I’m wondering how you’re all doing today. I don’t know about you, but my days of the week are all screwed up. I don’t know if I’m starting the week or ending it.

I’ve started about five different iterations of tonight’s post and scrapped them all. I guess I don’t want to waste your precious time on blah-blah-blah, and what I’ve been coming up with has definitely been classic blah-blah-blah.

So let’s see, what am I thinking about?

I found myself welling up a couple of times with pride and hope while watching the news tonight. The diversity of the freshman class of Representatives in the House is phenomenal. And to see in their eyes and demeanors the depth of respect these incoming Reps have for the honor of serving our country and the excitement they have for the prospect of making a difference makes my heart swell.

Serving Our Country

It also frustrates me a little. If I’m honest, I have to admit that I’d love to be in government. I’d love to serve my country in that way. But I’ve always known I’d never be electable – for a myriad of reasons, what I ‘do’ for a living now being an especially obvious reason.

But let’s face it; I speak my mind way too much, too. And my poker face would be non-existent when listening to people lie. Good grief, I think I would’ve had a hard time serving in government back when people were collegial and respectful of basic norms of integrity and decency. But now? I’d strain a muscle trying to muzzle myself from calling out bullshit.

If there was something I secretly aspired to as an attorney, it was to become a judge. I pride myself on my ability to listen with an open mind to anyone and everyone, and give even the most egregious conduct or bizarre positions the dignity of being heard while maintaining impartiality. But becoming a judge where I live and work(ed) as an attorney necessitates becoming a political animal. Hence, I knew I was doomed. I’m just not cut out to say and do what apparently needs to be said or done to get elected.

Sometimes We Need To Relinquish Aspirations

So that’s one set of aspirations I sincerely held that I needed to relinquish fairly early in my life, in spite of my law degree. And yet it frustrates me still, especially in our present era, when we are constantly asked to ‘be the change.’ And to ‘make a difference.’

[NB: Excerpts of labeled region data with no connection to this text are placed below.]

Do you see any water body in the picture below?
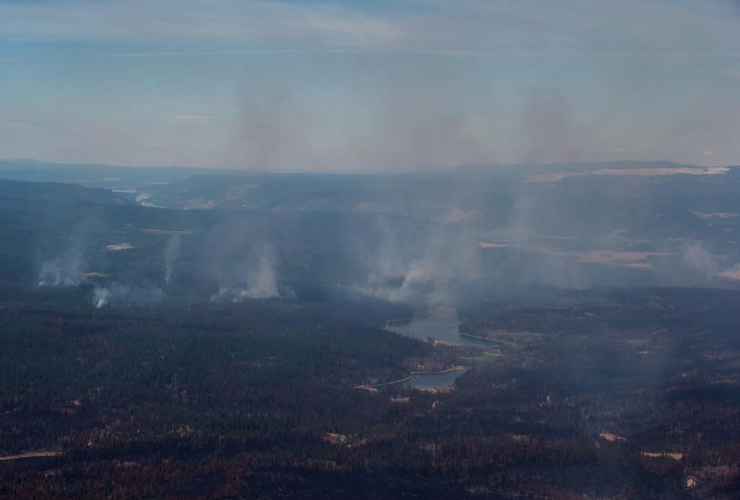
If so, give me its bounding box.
[388,307,493,348]
[401,370,465,390]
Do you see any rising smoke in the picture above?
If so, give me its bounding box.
[92,283,165,309]
[164,233,182,285]
[38,220,92,287]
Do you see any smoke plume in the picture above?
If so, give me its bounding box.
[164,234,182,285]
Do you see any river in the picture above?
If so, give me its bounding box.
[388,307,493,348]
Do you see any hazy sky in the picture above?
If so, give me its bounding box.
[0,0,740,170]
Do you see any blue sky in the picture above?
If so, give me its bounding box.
[0,0,740,170]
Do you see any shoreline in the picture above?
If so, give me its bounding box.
[355,366,469,391]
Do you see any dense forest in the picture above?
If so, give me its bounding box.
[0,290,740,499]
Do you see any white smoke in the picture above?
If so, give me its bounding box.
[93,286,111,309]
[93,283,165,309]
[164,234,182,285]
[211,246,295,303]
[38,222,90,287]
[354,225,480,305]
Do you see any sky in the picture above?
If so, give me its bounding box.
[0,0,740,171]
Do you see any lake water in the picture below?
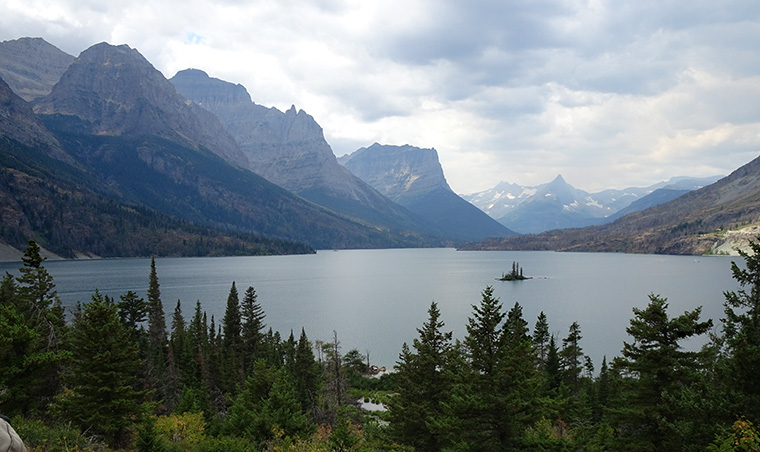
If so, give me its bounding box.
[0,249,742,369]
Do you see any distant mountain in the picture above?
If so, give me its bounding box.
[339,143,515,244]
[462,171,719,234]
[166,69,440,234]
[470,154,760,254]
[0,38,74,101]
[2,44,446,255]
[34,43,248,168]
[0,74,313,258]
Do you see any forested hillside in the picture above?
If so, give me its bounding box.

This is not a poor me post. It’s a simple reaction to my heartfelt pride in witnessing our country finally electing so many women (I think the figure is 100 in this 100th year since women gained the right to vote) and particularly women of such rich and varied backgrounds. And wishing I could be a part of that movement.

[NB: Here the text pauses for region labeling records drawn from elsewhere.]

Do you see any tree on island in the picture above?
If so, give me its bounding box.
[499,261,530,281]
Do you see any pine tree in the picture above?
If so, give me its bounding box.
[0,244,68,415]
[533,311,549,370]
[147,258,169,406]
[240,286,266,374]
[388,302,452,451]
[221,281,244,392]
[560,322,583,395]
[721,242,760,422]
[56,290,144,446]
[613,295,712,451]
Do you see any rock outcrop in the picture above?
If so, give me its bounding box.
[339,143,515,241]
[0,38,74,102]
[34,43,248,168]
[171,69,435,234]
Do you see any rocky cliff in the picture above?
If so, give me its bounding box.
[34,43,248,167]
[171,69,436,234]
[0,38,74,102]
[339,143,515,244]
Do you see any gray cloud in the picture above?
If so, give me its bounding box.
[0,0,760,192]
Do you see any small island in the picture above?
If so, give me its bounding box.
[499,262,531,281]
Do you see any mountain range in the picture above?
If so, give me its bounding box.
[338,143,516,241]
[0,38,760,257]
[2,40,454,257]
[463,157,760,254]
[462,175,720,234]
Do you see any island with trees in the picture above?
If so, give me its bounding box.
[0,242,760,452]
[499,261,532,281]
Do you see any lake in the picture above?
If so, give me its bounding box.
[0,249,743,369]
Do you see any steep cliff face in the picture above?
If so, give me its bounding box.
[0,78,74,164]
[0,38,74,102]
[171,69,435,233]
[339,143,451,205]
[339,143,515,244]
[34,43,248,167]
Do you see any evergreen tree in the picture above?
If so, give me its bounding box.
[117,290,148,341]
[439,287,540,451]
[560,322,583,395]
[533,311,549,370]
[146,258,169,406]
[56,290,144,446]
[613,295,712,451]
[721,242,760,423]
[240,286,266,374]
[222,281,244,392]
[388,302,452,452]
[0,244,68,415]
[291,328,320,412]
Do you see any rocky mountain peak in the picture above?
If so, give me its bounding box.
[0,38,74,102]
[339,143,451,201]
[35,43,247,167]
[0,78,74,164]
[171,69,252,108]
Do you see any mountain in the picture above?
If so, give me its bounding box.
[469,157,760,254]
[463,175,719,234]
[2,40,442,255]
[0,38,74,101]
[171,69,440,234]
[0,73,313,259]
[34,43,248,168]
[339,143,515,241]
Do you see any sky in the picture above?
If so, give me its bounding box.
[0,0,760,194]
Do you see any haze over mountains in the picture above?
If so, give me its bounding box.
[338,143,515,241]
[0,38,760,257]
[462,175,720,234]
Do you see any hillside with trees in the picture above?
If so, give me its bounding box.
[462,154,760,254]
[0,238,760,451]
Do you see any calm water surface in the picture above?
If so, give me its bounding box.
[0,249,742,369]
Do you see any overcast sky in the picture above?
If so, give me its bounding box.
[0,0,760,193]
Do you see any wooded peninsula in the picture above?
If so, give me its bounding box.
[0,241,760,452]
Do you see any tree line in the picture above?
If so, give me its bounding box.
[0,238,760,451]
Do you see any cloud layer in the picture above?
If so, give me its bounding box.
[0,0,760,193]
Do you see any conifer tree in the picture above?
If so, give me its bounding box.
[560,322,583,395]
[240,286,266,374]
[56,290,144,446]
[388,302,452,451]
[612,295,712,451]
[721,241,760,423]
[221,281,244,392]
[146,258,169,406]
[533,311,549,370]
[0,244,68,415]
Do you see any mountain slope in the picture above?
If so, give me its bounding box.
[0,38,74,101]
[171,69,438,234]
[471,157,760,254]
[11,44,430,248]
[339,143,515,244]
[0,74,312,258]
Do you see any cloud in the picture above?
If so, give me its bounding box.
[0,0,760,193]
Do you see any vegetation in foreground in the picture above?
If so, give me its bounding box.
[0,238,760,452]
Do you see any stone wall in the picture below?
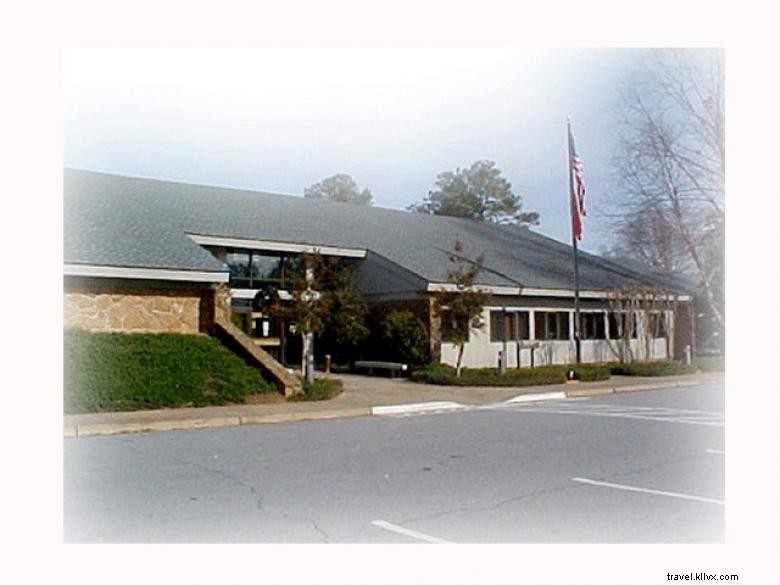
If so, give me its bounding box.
[64,282,213,334]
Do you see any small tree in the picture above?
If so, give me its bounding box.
[303,174,371,205]
[380,311,428,365]
[407,160,539,225]
[322,265,371,359]
[264,251,332,382]
[434,239,488,377]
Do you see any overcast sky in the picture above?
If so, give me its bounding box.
[64,49,638,252]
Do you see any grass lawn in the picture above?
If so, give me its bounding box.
[64,330,276,414]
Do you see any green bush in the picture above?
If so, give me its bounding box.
[564,364,612,382]
[64,330,275,414]
[610,362,696,376]
[287,378,344,402]
[377,311,428,365]
[693,356,726,372]
[410,364,610,386]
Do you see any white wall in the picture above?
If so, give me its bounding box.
[441,307,672,368]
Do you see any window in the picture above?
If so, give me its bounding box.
[607,313,637,339]
[647,313,668,338]
[225,250,294,289]
[534,311,569,339]
[441,311,471,343]
[580,313,606,339]
[490,311,529,342]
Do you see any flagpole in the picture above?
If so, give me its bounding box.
[566,117,582,364]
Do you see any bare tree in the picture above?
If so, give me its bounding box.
[613,50,726,328]
[606,286,678,363]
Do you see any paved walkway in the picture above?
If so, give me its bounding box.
[64,373,723,437]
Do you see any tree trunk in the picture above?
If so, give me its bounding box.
[306,333,314,384]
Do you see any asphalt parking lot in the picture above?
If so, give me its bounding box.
[64,384,727,543]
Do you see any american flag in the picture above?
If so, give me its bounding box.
[569,125,587,240]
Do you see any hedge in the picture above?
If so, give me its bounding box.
[610,362,696,376]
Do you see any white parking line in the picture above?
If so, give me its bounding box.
[371,520,452,544]
[571,477,726,506]
[514,403,723,427]
[371,400,469,416]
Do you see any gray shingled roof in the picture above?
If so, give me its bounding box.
[64,169,692,290]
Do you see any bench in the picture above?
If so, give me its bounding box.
[355,360,409,378]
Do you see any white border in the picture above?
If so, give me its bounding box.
[64,264,230,282]
[187,234,366,258]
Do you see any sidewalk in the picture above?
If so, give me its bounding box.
[64,372,723,437]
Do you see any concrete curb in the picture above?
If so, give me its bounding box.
[64,408,371,437]
[63,380,720,438]
[566,380,707,398]
[504,390,567,404]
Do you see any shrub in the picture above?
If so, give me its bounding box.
[693,356,726,372]
[566,364,612,382]
[64,330,275,414]
[287,378,344,402]
[377,311,428,365]
[610,362,696,376]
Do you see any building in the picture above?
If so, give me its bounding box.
[64,169,692,388]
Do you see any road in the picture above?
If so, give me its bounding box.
[64,385,726,543]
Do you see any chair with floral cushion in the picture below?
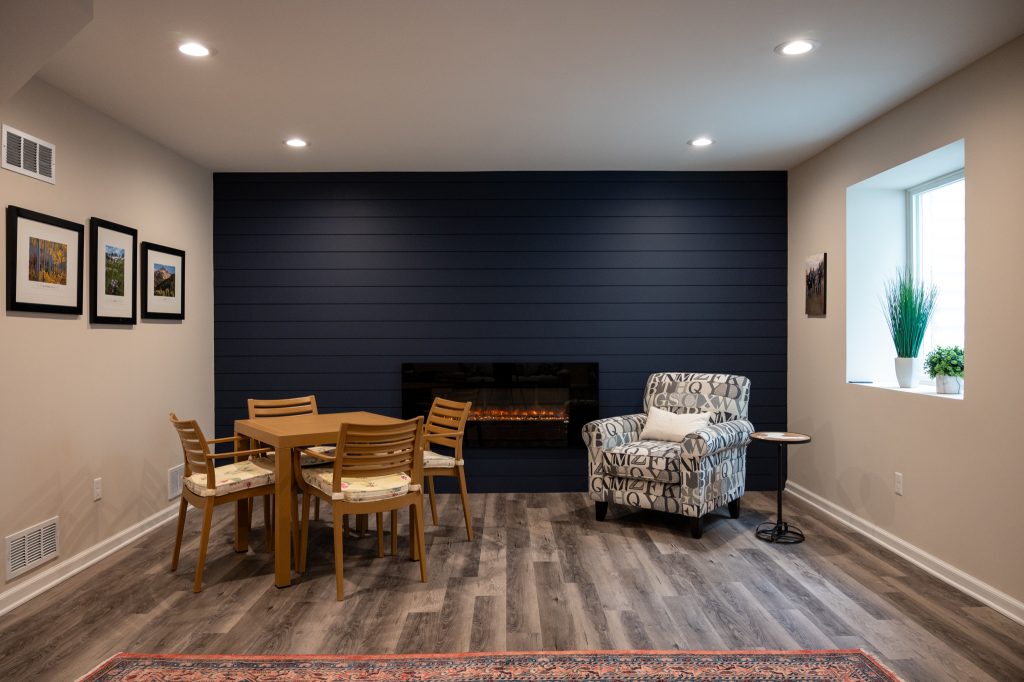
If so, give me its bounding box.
[583,372,754,538]
[171,413,274,592]
[295,417,427,601]
[419,397,473,542]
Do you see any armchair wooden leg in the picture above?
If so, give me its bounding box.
[193,498,215,592]
[424,476,437,525]
[409,505,418,561]
[263,495,273,552]
[391,509,398,556]
[410,502,427,583]
[331,499,345,601]
[171,498,188,573]
[456,467,473,542]
[377,512,384,558]
[296,495,309,573]
[291,492,306,572]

One moment I saw that particularly caused me to shed a tear of shared joy was witnessing the two Native American women embracing and shedding tears themselves. And there were so many other great stories. Stories that embody the American Dream, like the freshman Representative from Colorado, I believe, whose parents were refugees from Eritrea (Joe Neguse). This is what our country is all about!

So, I guess the point of this post is to both celebrate a new era in our nation’s politics, and also reveal the obvious: that we don’t always get to manifest our secretly held dreams. At least I didn’t.

But that doesn’t mean I’m not doing exactly what I’m supposed to be doing.